BTW, do you think a single-payer government run health insurance bill would ever get passed by Congress at this time? Do you think a majority of the people would be in favor of it?
Specious reasoning by Schwarz there, Elaine. It is committing the fallacy of the excluded middle. This isn’t a binary situation where either the free riders win and the insurance companies loose or the insurance companies win and people are still left without coverage when it cuts into profits. The government has the option of dealing with the free rider problem by making health care insurance universal, single payer and government run. There are no free riders when everyone is insured.
ObamaCare’s individual mandate: Good for freedom, bad for freeloaders
John E. Schwarz | The Christian Science Monitor | Mar 31, 2012
http://www.alaskadispatch.com/article/obamacares-individual-mandate-good-freedom-bad-freeloaders
The Supreme Court this past week heard arguments on the constitutionality of President Obama’s health-care law.

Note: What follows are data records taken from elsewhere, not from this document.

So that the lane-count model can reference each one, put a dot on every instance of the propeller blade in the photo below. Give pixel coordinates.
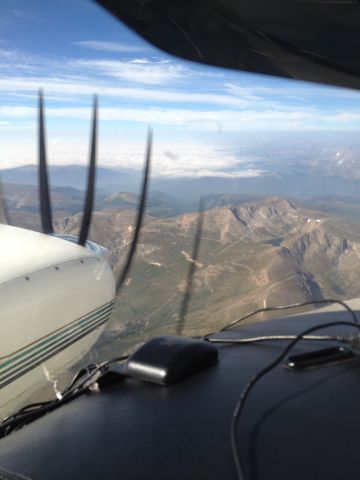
(89, 199)
(45, 206)
(4, 214)
(140, 215)
(193, 264)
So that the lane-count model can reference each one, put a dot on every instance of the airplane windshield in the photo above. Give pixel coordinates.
(252, 198)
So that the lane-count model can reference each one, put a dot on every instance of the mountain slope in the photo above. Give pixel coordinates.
(254, 254)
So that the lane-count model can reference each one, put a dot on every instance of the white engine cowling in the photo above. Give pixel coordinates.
(55, 298)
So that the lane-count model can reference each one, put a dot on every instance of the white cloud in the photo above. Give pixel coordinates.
(228, 120)
(109, 46)
(82, 86)
(157, 73)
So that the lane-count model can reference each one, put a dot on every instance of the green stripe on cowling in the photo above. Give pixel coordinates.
(51, 342)
(27, 367)
(50, 338)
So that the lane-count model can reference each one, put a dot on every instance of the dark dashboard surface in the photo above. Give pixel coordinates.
(296, 425)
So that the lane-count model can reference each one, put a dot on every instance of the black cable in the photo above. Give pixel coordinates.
(251, 384)
(286, 307)
(276, 338)
(33, 411)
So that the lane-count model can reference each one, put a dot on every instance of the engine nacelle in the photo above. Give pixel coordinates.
(55, 298)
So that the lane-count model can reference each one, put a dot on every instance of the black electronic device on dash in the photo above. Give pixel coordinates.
(319, 358)
(168, 359)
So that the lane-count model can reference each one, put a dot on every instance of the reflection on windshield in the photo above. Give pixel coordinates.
(274, 165)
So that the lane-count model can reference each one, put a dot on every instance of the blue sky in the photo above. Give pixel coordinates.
(72, 49)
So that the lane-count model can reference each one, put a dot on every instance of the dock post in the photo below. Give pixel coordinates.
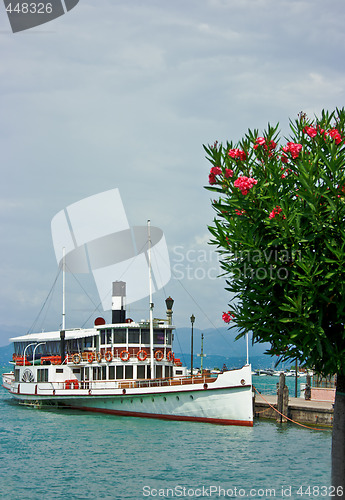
(282, 399)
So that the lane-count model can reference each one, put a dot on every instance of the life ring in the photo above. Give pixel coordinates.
(71, 384)
(108, 356)
(76, 358)
(159, 355)
(125, 355)
(142, 355)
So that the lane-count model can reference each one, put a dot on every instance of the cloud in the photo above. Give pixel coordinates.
(124, 94)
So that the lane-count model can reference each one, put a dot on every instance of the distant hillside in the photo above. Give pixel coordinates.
(217, 342)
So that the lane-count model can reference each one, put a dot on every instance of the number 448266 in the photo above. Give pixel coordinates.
(30, 8)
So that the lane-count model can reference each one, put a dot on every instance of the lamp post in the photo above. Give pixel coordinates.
(33, 357)
(169, 303)
(25, 352)
(192, 319)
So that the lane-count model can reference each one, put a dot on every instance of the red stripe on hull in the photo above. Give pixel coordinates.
(219, 421)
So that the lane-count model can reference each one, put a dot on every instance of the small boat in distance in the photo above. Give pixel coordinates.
(125, 368)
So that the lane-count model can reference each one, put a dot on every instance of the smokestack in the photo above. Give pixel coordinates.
(62, 345)
(118, 302)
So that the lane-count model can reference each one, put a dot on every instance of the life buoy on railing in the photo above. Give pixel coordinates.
(142, 355)
(159, 355)
(71, 384)
(125, 355)
(108, 356)
(76, 358)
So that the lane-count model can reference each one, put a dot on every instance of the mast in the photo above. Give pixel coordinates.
(151, 303)
(63, 288)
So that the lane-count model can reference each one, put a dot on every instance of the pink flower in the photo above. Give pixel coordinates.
(261, 141)
(212, 179)
(237, 154)
(216, 170)
(334, 133)
(311, 131)
(293, 148)
(227, 317)
(244, 184)
(276, 211)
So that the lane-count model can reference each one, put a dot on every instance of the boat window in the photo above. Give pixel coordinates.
(109, 336)
(145, 336)
(42, 375)
(120, 336)
(111, 372)
(158, 336)
(128, 371)
(103, 337)
(141, 371)
(96, 373)
(168, 338)
(133, 335)
(88, 342)
(119, 372)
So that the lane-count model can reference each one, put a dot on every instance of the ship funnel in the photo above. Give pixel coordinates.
(118, 302)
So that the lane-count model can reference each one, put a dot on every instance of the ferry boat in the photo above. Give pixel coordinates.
(125, 368)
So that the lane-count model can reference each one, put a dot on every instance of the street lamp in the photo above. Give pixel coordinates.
(25, 352)
(33, 357)
(169, 303)
(192, 319)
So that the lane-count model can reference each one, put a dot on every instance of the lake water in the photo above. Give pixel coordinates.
(65, 454)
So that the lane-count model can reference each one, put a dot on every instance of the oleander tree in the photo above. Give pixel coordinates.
(279, 228)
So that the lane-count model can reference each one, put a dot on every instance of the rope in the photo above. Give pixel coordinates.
(290, 419)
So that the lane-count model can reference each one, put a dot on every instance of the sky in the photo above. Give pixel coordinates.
(123, 94)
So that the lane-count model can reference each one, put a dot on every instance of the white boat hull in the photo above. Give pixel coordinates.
(226, 400)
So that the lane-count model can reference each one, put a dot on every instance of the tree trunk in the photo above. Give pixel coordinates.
(338, 439)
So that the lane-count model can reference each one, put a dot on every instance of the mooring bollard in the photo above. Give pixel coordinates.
(282, 399)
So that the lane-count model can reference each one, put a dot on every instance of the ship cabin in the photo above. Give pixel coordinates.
(121, 352)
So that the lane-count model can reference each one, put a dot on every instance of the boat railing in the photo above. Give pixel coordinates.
(128, 384)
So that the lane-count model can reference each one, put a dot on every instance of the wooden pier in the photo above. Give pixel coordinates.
(283, 408)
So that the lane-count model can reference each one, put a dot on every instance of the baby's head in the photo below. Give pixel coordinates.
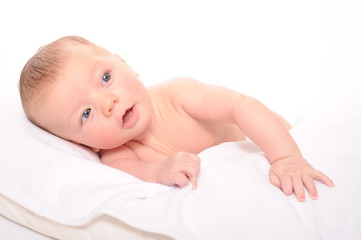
(41, 72)
(72, 88)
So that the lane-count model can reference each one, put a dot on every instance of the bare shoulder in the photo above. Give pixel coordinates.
(120, 153)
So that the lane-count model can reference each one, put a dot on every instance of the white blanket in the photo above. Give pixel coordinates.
(234, 200)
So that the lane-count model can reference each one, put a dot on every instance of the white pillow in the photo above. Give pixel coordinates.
(65, 185)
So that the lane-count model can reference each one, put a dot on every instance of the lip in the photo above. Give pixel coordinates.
(130, 117)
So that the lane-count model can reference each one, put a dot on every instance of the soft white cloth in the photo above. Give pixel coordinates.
(234, 200)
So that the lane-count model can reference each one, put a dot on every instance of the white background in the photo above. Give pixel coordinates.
(286, 53)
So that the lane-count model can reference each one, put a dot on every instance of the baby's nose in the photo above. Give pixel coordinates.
(109, 104)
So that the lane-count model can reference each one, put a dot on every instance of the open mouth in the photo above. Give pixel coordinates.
(127, 116)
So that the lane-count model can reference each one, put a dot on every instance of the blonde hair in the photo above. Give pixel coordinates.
(41, 71)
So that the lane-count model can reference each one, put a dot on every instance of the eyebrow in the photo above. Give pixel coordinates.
(75, 115)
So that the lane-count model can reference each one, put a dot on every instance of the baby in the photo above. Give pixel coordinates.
(83, 93)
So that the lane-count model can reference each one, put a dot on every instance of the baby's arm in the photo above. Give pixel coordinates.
(289, 171)
(178, 170)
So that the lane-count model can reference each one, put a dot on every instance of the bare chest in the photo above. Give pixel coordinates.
(178, 132)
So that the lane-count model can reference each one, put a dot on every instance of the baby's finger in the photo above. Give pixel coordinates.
(310, 186)
(274, 180)
(192, 175)
(181, 180)
(286, 184)
(299, 189)
(319, 176)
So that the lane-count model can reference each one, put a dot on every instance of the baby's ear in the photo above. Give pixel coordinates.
(121, 59)
(95, 149)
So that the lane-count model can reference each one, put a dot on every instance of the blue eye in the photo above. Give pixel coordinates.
(86, 114)
(106, 78)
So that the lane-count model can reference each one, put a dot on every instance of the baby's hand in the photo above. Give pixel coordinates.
(293, 174)
(179, 170)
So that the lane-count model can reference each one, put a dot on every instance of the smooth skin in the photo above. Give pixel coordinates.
(156, 133)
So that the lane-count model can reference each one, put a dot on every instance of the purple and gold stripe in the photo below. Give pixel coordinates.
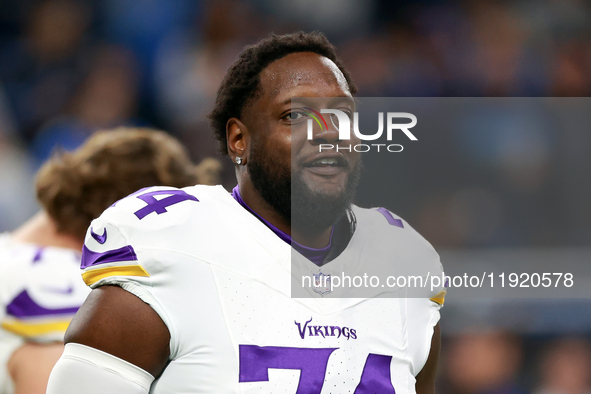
(31, 329)
(90, 258)
(23, 306)
(92, 276)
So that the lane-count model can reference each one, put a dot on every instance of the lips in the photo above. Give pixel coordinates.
(326, 164)
(326, 160)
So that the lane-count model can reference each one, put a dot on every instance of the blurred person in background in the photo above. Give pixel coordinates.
(43, 66)
(566, 367)
(40, 283)
(483, 363)
(107, 98)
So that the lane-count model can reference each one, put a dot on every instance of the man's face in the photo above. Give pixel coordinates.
(308, 187)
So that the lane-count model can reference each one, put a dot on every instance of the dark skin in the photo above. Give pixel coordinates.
(117, 322)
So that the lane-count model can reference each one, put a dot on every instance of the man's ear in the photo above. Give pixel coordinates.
(238, 140)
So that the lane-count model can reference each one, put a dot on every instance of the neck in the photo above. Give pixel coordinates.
(41, 230)
(312, 239)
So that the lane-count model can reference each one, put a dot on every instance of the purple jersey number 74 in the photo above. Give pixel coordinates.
(255, 362)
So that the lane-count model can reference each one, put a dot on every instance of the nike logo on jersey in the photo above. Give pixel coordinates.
(101, 239)
(325, 331)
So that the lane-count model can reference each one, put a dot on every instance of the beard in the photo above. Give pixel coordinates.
(293, 199)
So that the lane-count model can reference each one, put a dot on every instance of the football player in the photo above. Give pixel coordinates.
(191, 287)
(40, 284)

At heart of the hearings was the law’s “individual mandate,” requiring every American to purchase health insurance. Its critics tell us that the mandate violates basic constitutional principles of individual freedom and limited government.
Opponents ask: If the federal government has the power to compel all Americans to purchase private health insurance, why couldn’t it require every American to purchase broccoli and other foods that it deems healthy to reduce health-care costs?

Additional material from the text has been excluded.